Too often, leaders’ first impulse after a tragedy is to have prepared comments drafted so they do not say anything “wrong” that might further offend people. While seemingly risky, when leaders speak from the heart, they build the trust needed to overcome fear and fatigue. In this latest racial crisis, campus leaders should acknowledge what is happening and clearly state their commitment to fight injustice and move forward by directly engaging with community and particularly the community members most affected by the traumatic events to make concrete actions to improve climate.
Leaders will also face divided communities, with people expressing different perspectives on what has happened and how to move forward. Our forthcoming report showcases the Weaver leader framework that helps leaders move a divided community forward. Weavers’ work is one of identifying different fragments, connecting them and helping to integrate ideas, beliefs, activities and feelings.
Weavers are important to sense making, building relationships and creating coherent communications. Take, for example, incidents of campus murder or hate crimes that are racially motivated. Weaver leaders don’t look for appeasing language. They name and identify these incidents accurately, as this is an important step to truth telling. If a black student is murdered on a campus because of his race, it is not sufficient to talk in terms of a tragic loss of life. This may be easier for the campus to digest, but it doesn’t recognize a deeper set of issues that must be addressed.
Weavers help the campus make sense of the socioeconomic, political and historical context that shape and influence hate crimes and what this means for their campus. They bring the community together to discuss divergent views and perspectives to ultimately educate the campus and build relationships. They are not seeking universal agreement -- rather, they are opening the space for listening, learning and expansion of understanding of the lived experience of all.

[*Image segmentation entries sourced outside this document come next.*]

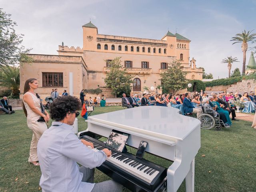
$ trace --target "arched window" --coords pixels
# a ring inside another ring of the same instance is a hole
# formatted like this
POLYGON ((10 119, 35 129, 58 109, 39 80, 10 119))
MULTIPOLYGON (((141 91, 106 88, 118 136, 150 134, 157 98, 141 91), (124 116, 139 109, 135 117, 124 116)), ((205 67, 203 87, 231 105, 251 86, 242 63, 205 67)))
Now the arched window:
POLYGON ((133 51, 133 46, 131 47, 131 51, 133 51))
POLYGON ((182 53, 181 53, 180 55, 180 60, 181 61, 183 60, 183 54, 182 53))
POLYGON ((140 80, 138 78, 135 78, 133 80, 132 89, 134 91, 140 91, 141 90, 140 80))

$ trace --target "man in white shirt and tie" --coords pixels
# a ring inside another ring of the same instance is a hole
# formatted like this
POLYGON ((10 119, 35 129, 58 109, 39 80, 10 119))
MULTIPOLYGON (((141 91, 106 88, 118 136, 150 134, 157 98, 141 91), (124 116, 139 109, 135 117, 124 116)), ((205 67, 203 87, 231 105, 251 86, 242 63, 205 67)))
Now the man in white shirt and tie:
POLYGON ((77 98, 59 97, 50 107, 55 121, 39 140, 37 152, 42 192, 120 192, 122 186, 112 180, 94 184, 94 168, 111 155, 107 149, 94 152, 93 144, 80 140, 72 125, 81 103, 77 98), (76 162, 82 165, 79 166, 76 162))

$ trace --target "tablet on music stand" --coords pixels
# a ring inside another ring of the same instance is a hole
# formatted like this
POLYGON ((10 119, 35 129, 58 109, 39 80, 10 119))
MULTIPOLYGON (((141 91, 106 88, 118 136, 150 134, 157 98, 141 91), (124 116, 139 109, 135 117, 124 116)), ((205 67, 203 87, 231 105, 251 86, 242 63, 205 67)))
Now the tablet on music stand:
POLYGON ((129 134, 112 130, 106 143, 106 145, 119 152, 123 152, 126 150, 125 144, 129 136, 129 134))

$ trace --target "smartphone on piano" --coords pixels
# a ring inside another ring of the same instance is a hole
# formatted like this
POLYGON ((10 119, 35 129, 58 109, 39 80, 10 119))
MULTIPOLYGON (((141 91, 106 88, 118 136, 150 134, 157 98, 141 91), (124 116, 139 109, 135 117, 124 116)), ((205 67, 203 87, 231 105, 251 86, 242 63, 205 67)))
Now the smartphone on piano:
POLYGON ((148 143, 146 141, 141 141, 140 142, 139 147, 137 150, 137 153, 136 153, 136 157, 140 159, 142 159, 143 158, 144 153, 145 153, 146 148, 147 148, 147 145, 148 145, 148 143))

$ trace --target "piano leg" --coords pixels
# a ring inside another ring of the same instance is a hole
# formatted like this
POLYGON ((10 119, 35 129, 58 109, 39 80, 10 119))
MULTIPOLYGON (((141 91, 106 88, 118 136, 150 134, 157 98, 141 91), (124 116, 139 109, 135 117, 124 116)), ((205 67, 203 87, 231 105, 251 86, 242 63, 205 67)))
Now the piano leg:
POLYGON ((186 192, 194 192, 195 184, 195 158, 190 164, 190 168, 186 176, 186 192))

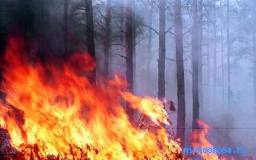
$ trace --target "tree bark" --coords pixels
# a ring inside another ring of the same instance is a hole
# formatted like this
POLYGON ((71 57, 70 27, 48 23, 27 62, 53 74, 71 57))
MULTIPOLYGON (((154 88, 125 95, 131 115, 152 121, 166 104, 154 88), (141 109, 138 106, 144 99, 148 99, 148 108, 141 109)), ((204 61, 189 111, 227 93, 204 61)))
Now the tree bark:
POLYGON ((199 119, 198 98, 198 42, 197 0, 192 0, 192 94, 193 94, 193 130, 198 128, 197 120, 199 119))
POLYGON ((203 93, 202 93, 202 0, 198 0, 198 94, 199 106, 201 111, 203 109, 203 93))
MULTIPOLYGON (((152 4, 150 4, 150 15, 149 15, 149 26, 152 27, 152 16, 153 16, 153 6, 152 4)), ((152 48, 152 30, 148 29, 148 41, 147 41, 147 54, 148 54, 148 58, 147 58, 147 63, 146 63, 146 76, 147 78, 150 79, 150 65, 151 65, 151 48, 152 48)), ((150 91, 150 81, 148 81, 147 83, 147 90, 148 92, 150 91)))
POLYGON ((174 25, 176 42, 176 68, 177 68, 177 98, 178 98, 178 120, 177 137, 182 139, 184 145, 186 106, 185 106, 185 85, 183 64, 183 38, 181 0, 174 2, 174 25))
POLYGON ((106 1, 106 28, 104 42, 104 73, 106 78, 109 77, 109 60, 110 53, 110 34, 111 34, 111 0, 106 1))
POLYGON ((230 106, 230 0, 227 0, 226 5, 226 22, 227 22, 227 29, 226 29, 226 44, 227 44, 227 101, 228 106, 230 106))
MULTIPOLYGON (((133 0, 126 0, 126 79, 129 91, 134 91, 134 44, 133 44, 133 0)), ((127 104, 127 113, 130 119, 134 119, 134 110, 127 104)))
POLYGON ((64 55, 67 55, 68 2, 64 1, 64 55))
POLYGON ((159 0, 159 56, 158 56, 158 98, 166 95, 166 0, 159 0))
MULTIPOLYGON (((86 18, 87 50, 90 55, 96 60, 92 0, 85 0, 85 4, 86 4, 86 18)), ((96 82, 96 69, 94 69, 92 71, 90 79, 93 82, 96 82)))
POLYGON ((217 84, 217 19, 216 4, 214 1, 214 106, 216 104, 216 84, 217 84))
POLYGON ((254 102, 256 104, 256 32, 253 33, 253 55, 254 56, 254 102))

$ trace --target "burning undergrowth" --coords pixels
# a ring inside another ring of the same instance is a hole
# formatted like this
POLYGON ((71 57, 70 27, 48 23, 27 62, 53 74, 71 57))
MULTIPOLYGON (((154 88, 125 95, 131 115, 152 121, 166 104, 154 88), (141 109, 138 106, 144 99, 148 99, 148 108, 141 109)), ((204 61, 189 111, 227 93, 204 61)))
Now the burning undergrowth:
POLYGON ((10 134, 12 158, 183 158, 178 141, 162 127, 170 122, 160 101, 127 92, 119 76, 91 83, 86 75, 96 64, 86 54, 68 59, 42 64, 31 60, 22 39, 9 40, 0 124, 10 134), (124 101, 158 127, 136 127, 124 101))

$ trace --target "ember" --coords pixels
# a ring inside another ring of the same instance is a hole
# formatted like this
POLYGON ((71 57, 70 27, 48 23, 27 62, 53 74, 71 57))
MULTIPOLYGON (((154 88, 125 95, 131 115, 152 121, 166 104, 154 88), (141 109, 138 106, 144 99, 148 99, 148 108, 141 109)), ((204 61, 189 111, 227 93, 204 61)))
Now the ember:
POLYGON ((85 75, 95 63, 88 54, 42 65, 30 60, 22 39, 10 38, 5 60, 0 124, 17 150, 14 159, 183 158, 178 141, 161 127, 170 124, 162 103, 126 91, 120 76, 107 88, 90 83, 85 75), (123 100, 158 127, 136 127, 123 100))

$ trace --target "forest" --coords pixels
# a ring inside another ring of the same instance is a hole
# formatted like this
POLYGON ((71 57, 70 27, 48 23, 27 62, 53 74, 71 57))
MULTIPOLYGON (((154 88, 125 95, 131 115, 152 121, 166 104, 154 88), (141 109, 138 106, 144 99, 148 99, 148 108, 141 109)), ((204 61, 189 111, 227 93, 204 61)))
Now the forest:
MULTIPOLYGON (((255 7, 254 0, 0 0, 0 140, 9 132, 3 146, 16 159, 255 158, 255 7), (54 146, 56 135, 67 138, 54 146), (78 142, 87 138, 85 154, 78 142), (186 146, 246 153, 194 155, 186 146)), ((10 158, 0 149, 2 156, 10 158)))

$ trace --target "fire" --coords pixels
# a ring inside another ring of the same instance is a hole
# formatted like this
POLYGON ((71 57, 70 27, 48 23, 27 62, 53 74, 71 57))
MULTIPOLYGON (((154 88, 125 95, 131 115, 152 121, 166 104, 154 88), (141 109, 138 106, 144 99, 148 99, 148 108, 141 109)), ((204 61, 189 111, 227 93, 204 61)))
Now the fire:
POLYGON ((86 74, 96 64, 87 54, 42 64, 24 45, 9 40, 2 66, 6 101, 0 103, 1 126, 19 158, 182 159, 179 143, 161 127, 169 119, 160 101, 127 92, 120 76, 90 83, 86 74), (159 127, 136 127, 124 100, 159 127))
MULTIPOLYGON (((198 120, 198 126, 201 129, 194 130, 190 136, 190 140, 193 147, 207 147, 213 148, 213 145, 206 138, 206 134, 210 127, 205 122, 198 120)), ((202 159, 218 160, 219 159, 217 154, 199 154, 202 159)))

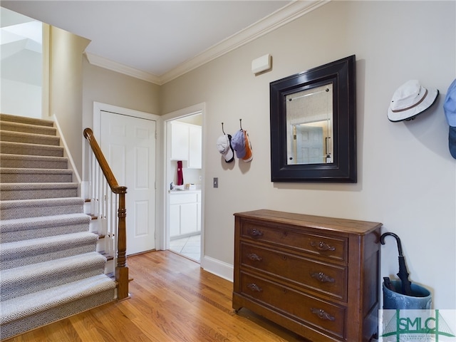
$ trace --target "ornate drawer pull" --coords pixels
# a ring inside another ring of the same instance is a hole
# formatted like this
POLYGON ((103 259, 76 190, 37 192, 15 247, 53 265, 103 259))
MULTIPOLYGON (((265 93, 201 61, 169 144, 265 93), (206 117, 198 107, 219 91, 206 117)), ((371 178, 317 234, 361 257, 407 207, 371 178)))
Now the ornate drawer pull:
POLYGON ((254 228, 252 232, 250 233, 250 234, 252 237, 262 237, 263 232, 256 229, 256 228, 254 228))
POLYGON ((334 278, 331 278, 331 276, 327 276, 323 272, 315 272, 311 274, 311 276, 319 280, 322 283, 333 283, 334 282, 334 278))
POLYGON ((259 256, 255 253, 250 253, 247 254, 247 258, 249 258, 250 260, 253 260, 254 261, 261 261, 261 260, 263 260, 263 258, 259 256))
POLYGON ((250 283, 247 285, 247 287, 250 289, 252 291, 256 291, 256 292, 262 292, 263 289, 259 287, 258 285, 254 283, 250 283))
POLYGON ((318 316, 319 318, 325 319, 326 321, 331 321, 336 319, 334 317, 333 317, 329 314, 326 312, 324 310, 322 310, 321 309, 311 308, 311 311, 312 311, 312 314, 315 314, 316 316, 318 316))
POLYGON ((326 244, 323 241, 321 241, 318 243, 316 243, 314 241, 312 241, 311 242, 311 246, 312 246, 313 247, 316 247, 317 249, 320 251, 335 251, 336 250, 336 247, 333 247, 332 246, 330 246, 326 244))

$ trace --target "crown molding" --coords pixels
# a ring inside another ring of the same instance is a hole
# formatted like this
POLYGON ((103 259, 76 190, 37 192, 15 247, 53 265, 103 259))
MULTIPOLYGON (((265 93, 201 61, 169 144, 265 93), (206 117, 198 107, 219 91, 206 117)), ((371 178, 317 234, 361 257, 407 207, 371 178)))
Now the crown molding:
POLYGON ((86 53, 86 55, 90 64, 162 86, 279 28, 331 1, 295 0, 160 76, 141 71, 91 53, 86 53))
POLYGON ((100 66, 100 68, 104 68, 105 69, 111 70, 128 76, 139 78, 140 80, 150 82, 151 83, 158 85, 162 84, 160 77, 156 76, 155 75, 135 69, 134 68, 120 64, 113 61, 105 58, 104 57, 100 57, 88 52, 86 52, 86 56, 87 56, 87 59, 89 63, 93 66, 100 66))

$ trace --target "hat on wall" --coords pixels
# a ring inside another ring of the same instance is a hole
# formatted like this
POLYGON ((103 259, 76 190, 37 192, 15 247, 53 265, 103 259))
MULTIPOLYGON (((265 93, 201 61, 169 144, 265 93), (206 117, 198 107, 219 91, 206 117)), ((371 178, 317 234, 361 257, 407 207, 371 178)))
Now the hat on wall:
POLYGON ((234 133, 232 139, 231 140, 232 146, 233 150, 236 151, 236 157, 239 159, 242 159, 245 157, 245 135, 244 134, 244 130, 239 130, 234 133))
POLYGON ((438 95, 437 89, 426 89, 417 80, 408 81, 394 93, 388 118, 393 123, 413 120, 432 105, 438 95))
POLYGON ((234 160, 234 152, 233 152, 233 147, 231 146, 230 135, 224 134, 220 135, 217 140, 217 148, 222 153, 223 157, 225 158, 225 162, 231 162, 234 160))
POLYGON ((450 125, 448 133, 448 147, 450 153, 456 159, 456 80, 450 85, 448 92, 445 98, 443 110, 447 122, 450 125))

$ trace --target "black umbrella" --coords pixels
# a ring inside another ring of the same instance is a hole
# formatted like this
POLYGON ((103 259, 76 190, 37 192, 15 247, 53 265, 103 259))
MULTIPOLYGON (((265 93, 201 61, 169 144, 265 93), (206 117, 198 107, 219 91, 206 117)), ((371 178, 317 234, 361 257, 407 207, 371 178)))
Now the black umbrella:
POLYGON ((398 242, 398 250, 399 252, 399 273, 398 273, 398 276, 400 279, 402 284, 402 294, 405 294, 407 296, 412 295, 412 283, 408 280, 408 271, 407 270, 407 266, 405 266, 405 259, 404 259, 404 256, 402 254, 402 246, 400 244, 400 239, 399 237, 394 233, 383 233, 381 237, 380 237, 380 242, 382 244, 385 244, 385 237, 387 235, 391 235, 394 237, 398 242))

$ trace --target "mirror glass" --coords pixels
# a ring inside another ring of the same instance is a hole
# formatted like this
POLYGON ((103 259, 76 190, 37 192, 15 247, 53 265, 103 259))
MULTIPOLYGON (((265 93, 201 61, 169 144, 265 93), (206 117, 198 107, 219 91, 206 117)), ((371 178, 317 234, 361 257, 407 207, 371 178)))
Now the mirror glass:
POLYGON ((333 85, 289 94, 286 108, 287 164, 333 162, 333 85))
POLYGON ((357 182, 355 61, 271 82, 272 182, 357 182))

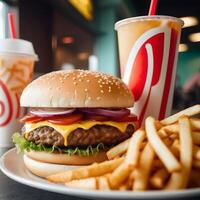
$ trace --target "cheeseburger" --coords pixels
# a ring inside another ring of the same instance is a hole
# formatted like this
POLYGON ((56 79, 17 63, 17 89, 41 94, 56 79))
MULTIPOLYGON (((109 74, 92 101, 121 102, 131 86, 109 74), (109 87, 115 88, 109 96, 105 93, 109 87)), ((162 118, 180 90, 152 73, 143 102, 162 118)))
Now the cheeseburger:
POLYGON ((63 165, 106 160, 105 152, 131 137, 136 127, 128 109, 132 93, 120 79, 103 73, 46 74, 25 88, 20 103, 29 112, 13 141, 24 152, 25 165, 39 176, 50 168, 55 172, 63 165))

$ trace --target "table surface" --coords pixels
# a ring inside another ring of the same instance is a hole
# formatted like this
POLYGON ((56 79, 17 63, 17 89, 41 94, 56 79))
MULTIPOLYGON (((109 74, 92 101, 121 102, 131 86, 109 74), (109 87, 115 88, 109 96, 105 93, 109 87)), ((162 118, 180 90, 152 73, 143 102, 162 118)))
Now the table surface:
POLYGON ((0 200, 84 200, 19 184, 0 170, 0 200))
MULTIPOLYGON (((200 200, 199 197, 180 200, 200 200)), ((0 200, 84 200, 82 198, 56 194, 17 183, 6 177, 0 170, 0 200)))

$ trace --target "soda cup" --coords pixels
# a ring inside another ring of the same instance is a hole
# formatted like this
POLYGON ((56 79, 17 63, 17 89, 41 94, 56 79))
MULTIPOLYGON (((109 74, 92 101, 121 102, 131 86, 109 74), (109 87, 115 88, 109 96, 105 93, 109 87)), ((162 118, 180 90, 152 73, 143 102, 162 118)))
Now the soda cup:
POLYGON ((148 116, 163 119, 171 112, 178 45, 183 21, 170 16, 142 16, 115 24, 120 69, 139 122, 148 116))
MULTIPOLYGON (((31 81, 38 60, 31 42, 0 39, 0 149, 13 146, 11 136, 21 129, 19 98, 31 81)), ((0 152, 1 153, 1 152, 0 152)))

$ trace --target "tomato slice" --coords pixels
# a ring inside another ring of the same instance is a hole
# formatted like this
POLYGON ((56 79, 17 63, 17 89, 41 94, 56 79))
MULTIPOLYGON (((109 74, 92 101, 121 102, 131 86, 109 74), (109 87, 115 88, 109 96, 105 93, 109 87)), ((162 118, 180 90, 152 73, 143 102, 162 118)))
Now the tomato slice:
POLYGON ((38 117, 38 116, 34 116, 34 115, 25 115, 22 119, 20 119, 19 121, 21 123, 26 123, 26 122, 29 122, 29 123, 37 123, 37 122, 40 122, 42 121, 43 118, 42 117, 38 117))
POLYGON ((94 120, 94 121, 100 121, 100 122, 110 120, 108 117, 101 116, 101 115, 91 115, 91 116, 88 116, 87 119, 94 120))
POLYGON ((58 125, 67 125, 67 124, 73 124, 74 122, 80 121, 82 119, 81 114, 73 114, 70 116, 63 116, 63 117, 54 117, 51 119, 48 119, 47 121, 52 124, 58 124, 58 125))
POLYGON ((115 121, 117 121, 117 122, 135 122, 137 120, 138 120, 137 116, 134 115, 134 114, 130 114, 130 115, 127 115, 125 117, 115 119, 115 121))

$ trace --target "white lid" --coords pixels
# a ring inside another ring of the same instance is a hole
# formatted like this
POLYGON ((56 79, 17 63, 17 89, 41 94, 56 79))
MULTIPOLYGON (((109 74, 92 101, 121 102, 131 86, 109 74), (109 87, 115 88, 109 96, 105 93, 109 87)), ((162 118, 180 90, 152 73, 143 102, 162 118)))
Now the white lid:
POLYGON ((32 43, 22 39, 0 39, 0 54, 31 56, 38 61, 38 55, 35 53, 32 43))
POLYGON ((172 16, 167 16, 167 15, 146 15, 146 16, 138 16, 138 17, 130 17, 126 19, 122 19, 118 22, 115 23, 115 30, 117 30, 120 26, 126 25, 131 22, 135 21, 143 21, 143 20, 171 20, 171 21, 176 21, 179 23, 181 26, 183 26, 184 22, 180 18, 177 17, 172 17, 172 16))

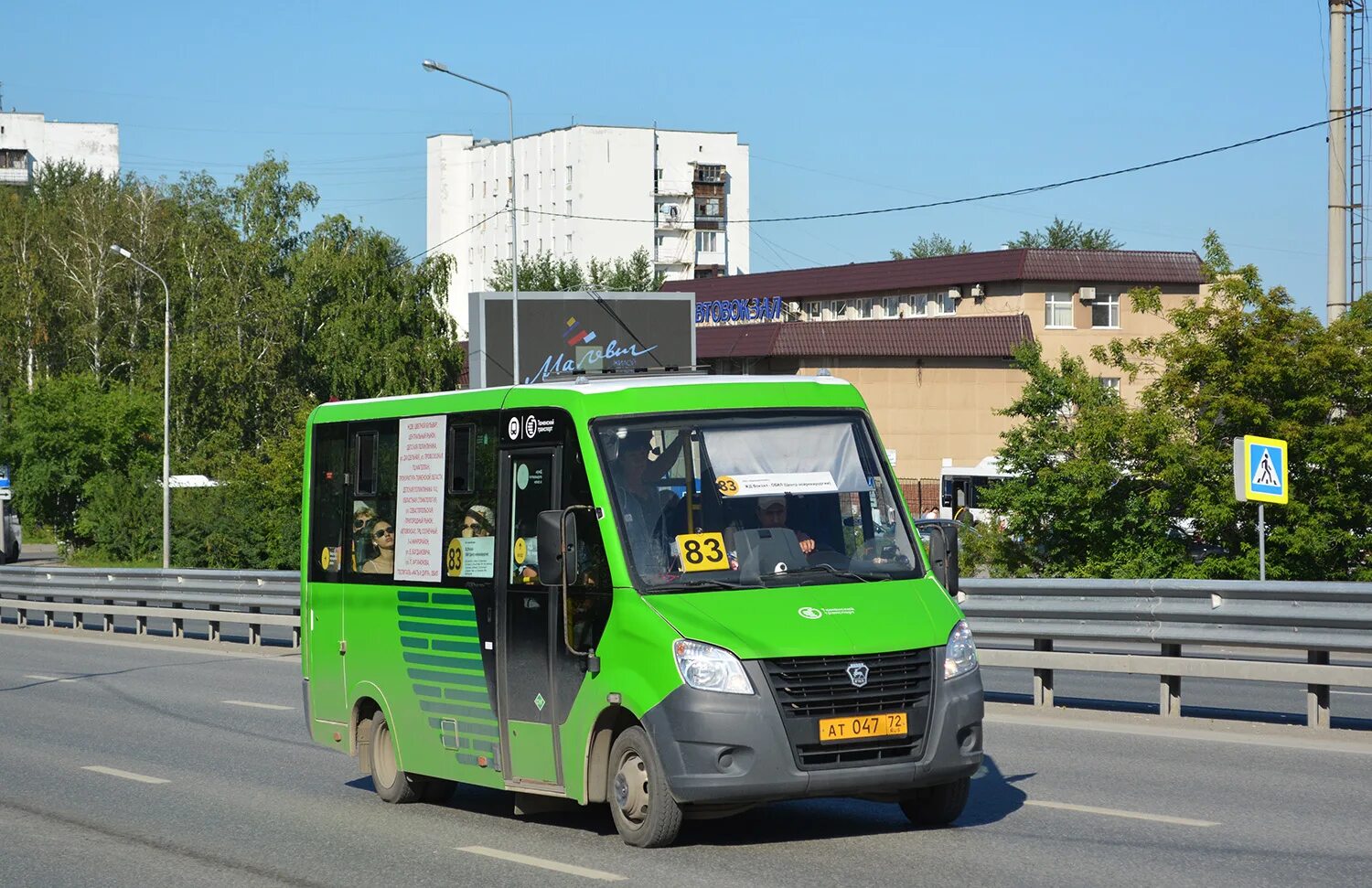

Our research shows that leaders should be working now to build their capacity on issues of diversity, equity and inclusion (DEI); waiting until we all return to campus will be too late. Campus leaders should be checking with their DEI staff and asking how they can support them at this time and bolster their work and impact. Capacity building is necessary: investing in the learning process, recognizing the emotional labor necessary to do DEI work, assessing progress and identifying and dismantling oppressive campus systems. With a strong DEI infrastructure, campuses are able to stretch to meet the demands of a crisis even as we are socially distanced.
Racial crises continue to represent a common terrain in the American landscape. Campuses need to continually build capacity and avoid standard responses, and instead focus on the trauma that is caused by racist incidents. The alternative is not worth investing in: years of painstaking emotions and debilitating dysfunction.